As shown in FIG. 14, when the interference signal IFI occurs at the end of the beat signal Bw, all or part of the interference signal IFI may be missing. More specifically, in the example of FIG. 14, as shown in the upper part of FIG. 14, a part of the signal in the positive frequency range of the interference signal IFI is missing. Furthermore, as a result, as shown in the lower part of FIG. 14, a part of the positive frequency component of the interference signal component IFIf included in the second signal Bwf2 is missing. In this way, when the interference signal IFI occurs at the end of the beat signal Bw, the symmetry between the positive frequency component and the negative frequency component of the interference signal component IFIf included in the first signal Bwf1 and the second signal Bwf2 decreases. do. Therefore, in this case, if the adaptive processing is performed on the first signal Bwf1, the residual error ε(n) may diverge and not converge. In this embodiment, the above-described determination process allows the symmetry between the positive frequency component and the negative frequency component to be determined based on the signal strength difference between the positive frequency component and the negative frequency component. Then, if the signal strength difference is determined to be less than the reference value, that is, if the symmetry between the positive frequency component and the negative frequency component is high, then the adaptive process is executed, and in the opposite case, the adaptive process is not executed. Therefore, the divergence of the residual error ε(n) in the above adaptive processing can be suppressed. It is preferable that the above-mentioned range of the high frequency region and the magnitude of the reference value are determined such that, for example, the symmetry between the positive frequency component and the negative frequency component can be appropriately determined.

Further, although not shown, the same applies to the case where the interference signal IFI occurs at the right end of the beat signal Bw, that is, at the slower end of the beat signal Bw. In this case, some or all of the signals in the negative frequency range of the interference signal IFI are missing, so that some or all of the negative frequency components of the interference signal component IFIf included in the first signal Bwf1 and the second signal Bwf2 are missing. Missing.

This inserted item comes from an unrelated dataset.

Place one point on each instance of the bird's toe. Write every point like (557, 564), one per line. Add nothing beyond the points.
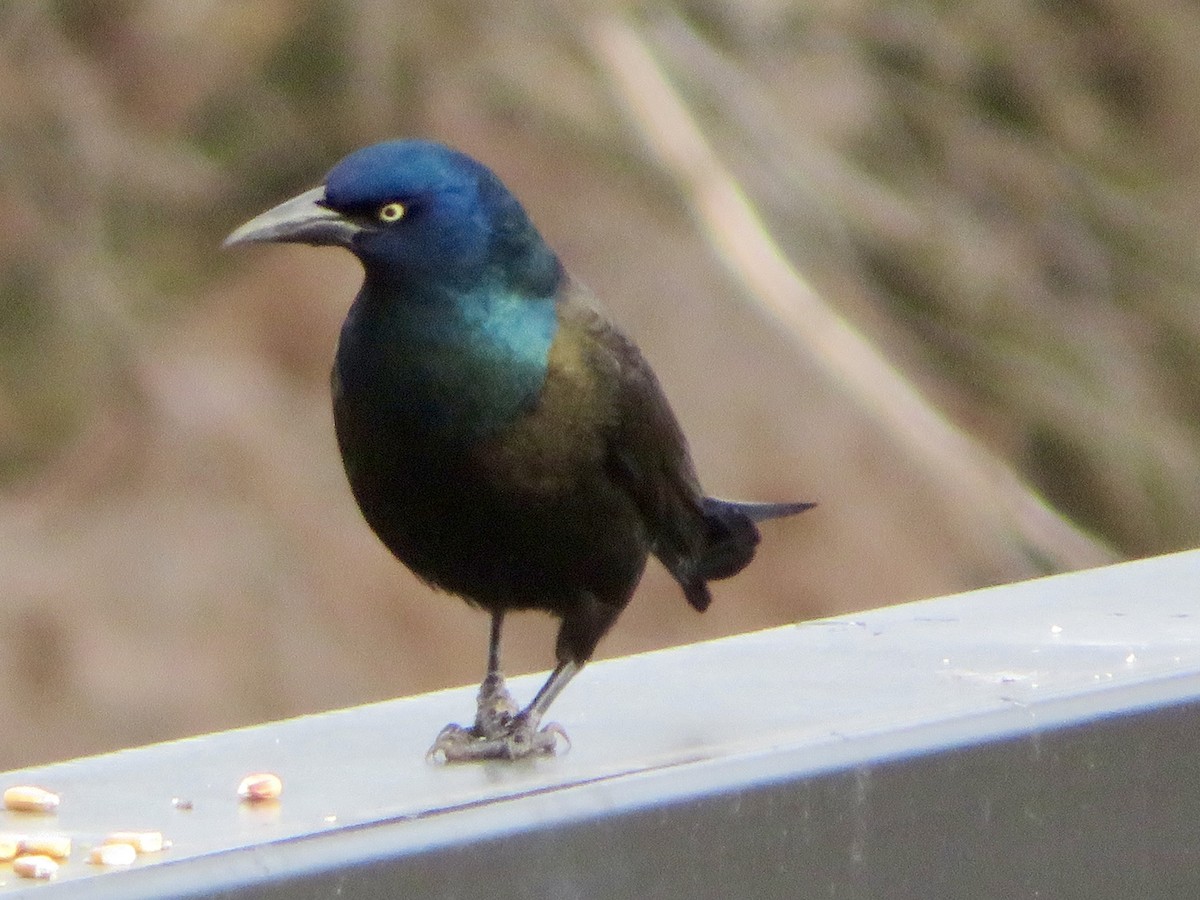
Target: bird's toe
(519, 741)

As mentioned above, by multiplying the beat signal Bw by a window function, the signal strength at the edge of the beat signal Bw decreases, so if the interference signal IFI occurs at the edge of the time position of the beat signal Bw, the beat By multiplying the signal Bw by a window function such as a Hanning window, the amplitude of the interference signal IFI can be further reduced compared to the case where the interference signal IFI occurs at the time Tc of the beat signal Bw. Thereafter, the beat signal Bw multiplied by this window function is Fourier-transformed to generate the first signal Bwf1, thereby making it possible to reduce the signal strength of the interference signal component IFIf in the first signal Bwf1. That is, when the interference signal IFI occurs at the end of the beat signal Bw, the signal strength of the interference signal component IFIf in the first signal Bwf1 can be effectively reduced by executing step S142 described above. Therefore, in this case, for example, even if the first signal Bwf1 generated in step S142 is used to measure the target object OB, the influence of the interference signal component IFIf on the measurement results of the target object OB is suppressed.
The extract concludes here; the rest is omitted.